Hasler Vane Gear Worm Line

SPLICING THE WORM LINES V3J July 1969

1. Adjust the worm line for length, tying a knot so that there is at least 5" (127.00mm) of spare cord either side of the knot. Before cutting off spare worm line check that you still have 1 1/2 turns of it on the worm sheave, observing that it is possible for these turns to drop off when the line is slack. This must be done with the cord rove through the worm line block and any guides, but not necessarily through the latch gear, since this can be rove on the bite of the worm line.

Use Viking brand No.8 plaited Terylene, as supplied. Take the thin piece of Stainless steel wire provided and bend it double.

2. Carefully untie the knot in the worm line and make a mark 'x' on both cords showing where they should be brought together. Cut off each end of line 5" (127.00mm) beyond these points. Release tension on the shock cord.

3. Insert the bight (the loop) of wire into cord 'z' (it will enter the plaited threads easily) at a point about 1 1/2" from 'x' and bring it out again at 'x'. Thread the end 'y' into the bight of wire and draw the bight out of the way it went in, pulling 'y' with it. I.e. the two ends of the wire never enter the cord.

4. Draw end 'y' through cord 'z' until the two points 'x' are about 1/2" apart.

5. Insert the bight into cord 'y' at a point about 1 1/2" from 'x' and bring it out at 'x'. Thread end 'z' into the bight and draw it through cord 'y'.

6. Pull ends 'y' and 'z' simultaneously so that the two points 'x' come together.

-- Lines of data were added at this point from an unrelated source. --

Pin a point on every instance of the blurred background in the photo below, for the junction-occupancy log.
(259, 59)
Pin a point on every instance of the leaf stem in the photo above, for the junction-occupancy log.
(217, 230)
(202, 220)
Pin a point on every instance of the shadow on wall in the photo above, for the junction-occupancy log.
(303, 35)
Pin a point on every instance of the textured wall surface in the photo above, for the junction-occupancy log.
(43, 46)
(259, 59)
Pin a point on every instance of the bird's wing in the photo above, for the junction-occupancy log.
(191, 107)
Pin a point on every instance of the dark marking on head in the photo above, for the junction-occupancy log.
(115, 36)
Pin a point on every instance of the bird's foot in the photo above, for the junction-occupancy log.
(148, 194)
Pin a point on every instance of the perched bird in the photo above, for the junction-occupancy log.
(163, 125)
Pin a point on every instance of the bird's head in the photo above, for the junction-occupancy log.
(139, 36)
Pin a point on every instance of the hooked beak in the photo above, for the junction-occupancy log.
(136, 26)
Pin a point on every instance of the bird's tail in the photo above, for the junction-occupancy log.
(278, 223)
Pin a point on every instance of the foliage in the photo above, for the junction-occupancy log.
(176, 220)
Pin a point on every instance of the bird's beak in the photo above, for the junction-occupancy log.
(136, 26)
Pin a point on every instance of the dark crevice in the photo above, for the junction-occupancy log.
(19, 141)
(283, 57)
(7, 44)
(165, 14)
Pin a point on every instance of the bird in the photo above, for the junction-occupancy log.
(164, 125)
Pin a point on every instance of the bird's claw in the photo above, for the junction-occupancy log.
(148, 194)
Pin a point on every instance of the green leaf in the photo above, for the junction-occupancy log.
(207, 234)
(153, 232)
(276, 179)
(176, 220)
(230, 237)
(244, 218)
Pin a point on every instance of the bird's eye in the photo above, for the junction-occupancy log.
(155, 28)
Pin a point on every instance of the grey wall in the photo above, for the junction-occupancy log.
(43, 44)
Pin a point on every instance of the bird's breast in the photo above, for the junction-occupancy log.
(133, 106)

7. Using the bite of wire thread each end in turn back into the other cord about 1/8" beyond its exit hole, then out again after 1 1/2". Repeat once more.

8. Pull both ends so that all the loops are drawn flat. Then work the splice to and fro through the latch gear for a minute or two, to let it settle down. Then snip off the short protruding ends. The residual ends will in due course disappear into the middle of the cord.